Arşiv Anasayfa Kur'an-ı Kerim.
Sayfalar: 1
Kuran İle Hayat Bulmak!.. By: FeMoX Date: October 26, 2008, 09:10:03 AM
Kur’ân-ı Kerîm; Allah Teâlâ’nın, insanları karanlıktan aydınlığa çıkarmak için, Habîbi Hazret-i Muhammed -sallallahü aleyhi ve sellem-’e indirdiği ilâhî kelâmdır. O’nu ta’zîm ve saygı ile, Hak Teâlâ Hazretleri’nin kelâmı oldduğunu bilerek, engin mânâsı üzerinde derin derin düşünerek okumalıdır. Bu şekilde Kur’ân-ı Kerîm okumanın sevâbı, fazîleti ve bereketi çok büyük olup, her harfin karşılığında on sevâb verilir. Nitekim hadîs-i şerîfte şöyle buyurulur:

“Kim Kur’ân-ı Kerîm’den bir harf okursa, onun için bir iyilik sevâbı vardır. Her bir iyiliğin karşılığı da on sevâptır. Ben, “elif lâm mîm” bir harftir demiyorum; bilâkis elif bir harftir, lâm bir harftir, mîm de bir harftir.” (Tîrmizî, Fezâilü’l-Kur’ân,16)

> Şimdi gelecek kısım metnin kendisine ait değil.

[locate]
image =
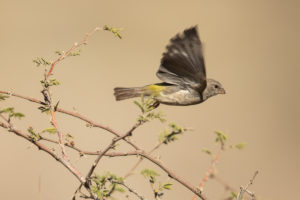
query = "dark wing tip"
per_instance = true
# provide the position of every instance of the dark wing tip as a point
(191, 32)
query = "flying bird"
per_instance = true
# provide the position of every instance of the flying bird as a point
(183, 73)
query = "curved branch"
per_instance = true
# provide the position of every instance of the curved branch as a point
(153, 160)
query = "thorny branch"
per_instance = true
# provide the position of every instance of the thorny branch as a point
(75, 45)
(145, 155)
(245, 190)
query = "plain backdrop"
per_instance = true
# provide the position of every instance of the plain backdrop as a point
(251, 47)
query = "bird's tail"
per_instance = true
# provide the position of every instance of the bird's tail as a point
(122, 93)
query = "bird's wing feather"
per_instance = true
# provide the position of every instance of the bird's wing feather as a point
(183, 63)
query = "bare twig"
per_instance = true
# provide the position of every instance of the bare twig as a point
(245, 190)
(129, 189)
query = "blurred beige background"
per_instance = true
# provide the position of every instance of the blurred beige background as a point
(251, 47)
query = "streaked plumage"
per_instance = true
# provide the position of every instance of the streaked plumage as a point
(183, 73)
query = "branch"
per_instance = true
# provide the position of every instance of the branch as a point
(75, 45)
(40, 147)
(243, 190)
(129, 189)
(130, 172)
(94, 124)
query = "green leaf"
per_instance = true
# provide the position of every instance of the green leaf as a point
(33, 135)
(221, 137)
(3, 97)
(150, 174)
(115, 31)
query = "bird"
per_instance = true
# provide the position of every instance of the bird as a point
(182, 72)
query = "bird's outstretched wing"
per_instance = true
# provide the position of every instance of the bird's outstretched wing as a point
(183, 63)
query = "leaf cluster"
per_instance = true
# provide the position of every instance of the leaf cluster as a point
(157, 187)
(11, 113)
(147, 105)
(34, 136)
(170, 134)
(41, 61)
(105, 185)
(115, 31)
(51, 82)
(3, 97)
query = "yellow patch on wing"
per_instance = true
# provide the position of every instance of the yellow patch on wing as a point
(156, 89)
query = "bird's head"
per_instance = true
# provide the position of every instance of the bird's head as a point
(213, 88)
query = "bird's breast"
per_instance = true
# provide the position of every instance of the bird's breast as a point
(179, 97)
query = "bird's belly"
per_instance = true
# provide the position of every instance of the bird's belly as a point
(181, 97)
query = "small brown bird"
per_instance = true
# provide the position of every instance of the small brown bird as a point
(183, 73)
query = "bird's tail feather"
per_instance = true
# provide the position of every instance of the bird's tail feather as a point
(122, 93)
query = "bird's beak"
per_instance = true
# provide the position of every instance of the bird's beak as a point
(222, 91)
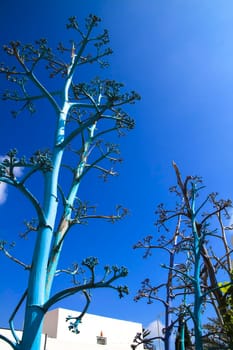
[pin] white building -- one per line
(96, 333)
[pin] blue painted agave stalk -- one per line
(198, 299)
(85, 105)
(152, 293)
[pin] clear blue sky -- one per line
(178, 55)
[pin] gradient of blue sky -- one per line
(178, 55)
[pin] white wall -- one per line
(57, 336)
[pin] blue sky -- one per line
(178, 55)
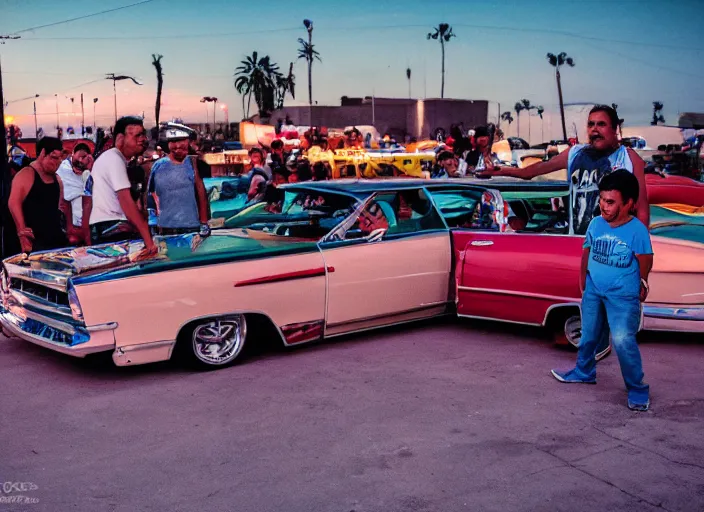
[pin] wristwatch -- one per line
(644, 284)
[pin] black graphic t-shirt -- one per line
(586, 168)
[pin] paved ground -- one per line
(440, 416)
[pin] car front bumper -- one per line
(55, 334)
(663, 317)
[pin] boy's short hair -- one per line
(49, 145)
(624, 181)
(81, 146)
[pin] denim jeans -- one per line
(622, 316)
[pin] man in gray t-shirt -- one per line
(182, 204)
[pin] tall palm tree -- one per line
(557, 61)
(620, 121)
(506, 116)
(540, 111)
(308, 52)
(443, 33)
(527, 107)
(259, 78)
(518, 107)
(285, 84)
(156, 62)
(657, 113)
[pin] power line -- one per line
(371, 27)
(647, 62)
(82, 17)
(175, 36)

Dînî kitaplarda nerede bir fazîlet zikredilse, onlardan birinin mutlaka Kur’ân-ı Kerîm okumak olduğu görülür. Meselâ:

“On şey ömrü uzatır.” denilir. Bunlardan biri; “Kur’ân-ı Kerîm okumak.” diye zikredilir. (R.Mahmûd Sâmî,Musâhabe 4, s.119)

“Beş şey bedenin kuvvetini artırır.” buyurulur. “Kur’ân-ı Kerîm okumak.” bunlardan biri olarak zikredilir.(R.Mahmûd Sâmî, Musâhabe 4, s.119)

“Beş şey gözün nûrunu artırır.” diye bahsedilir. Bunlardan biri; “Kur’ân-ı Kerîm okumak.” diye zikredilir. (R.Mahmûd Sâmî, Musâhabe 4, s.118)

“Kalbin devâsı beştir.” denilir. Bunlardan biri olarak; “Kur’ân-ı Kerîm okumak.” zikredilir. (R.Mahmûd Sâmî, Musâhabe 4, s.164)

“Dört şey vardır ki, bunların zâhirleri fazîlet, bâtınları farîzadır.” buyurulur. Bunlardan biri olarak; “Kur’ân-ı Kerîm okumak fazîlet, onunla amel farîzadır.” diye zikredilir.(R.Mahmûd Sâmî, Musâhabe 4, s.124)

“Şu sekiz şey hâfızayı kuvvetlendirir.” diye zikredilir. Bunlardan biri; “Kur’ân-ı Kerîm okumak.” diye bahsedilir.(R.Mahmûd Sâmî, Musâhabe 4, s.170)

“Altı şey mürüvettendir.” denilir. Bunlardan biri olarak; “Kur’ân-ı Kerîm okumak.” zikredilir. (R.Mahmûd Sâmî, Bakara Sûresi Tefsîri, s.178)

Hadîs-i şerîfte Peygamber -sallallahü aleyhi ve sellem- Efendimiz:

“Üç ses vardır ki Allah Teâlâ sever.”buyurur. Bunlardan biri; “Kur’ân-ı Kerîm okuyan müminin sesidir.” diye geçer.(R.Mahmûd Sâmî, Musâhabe 4, s.115)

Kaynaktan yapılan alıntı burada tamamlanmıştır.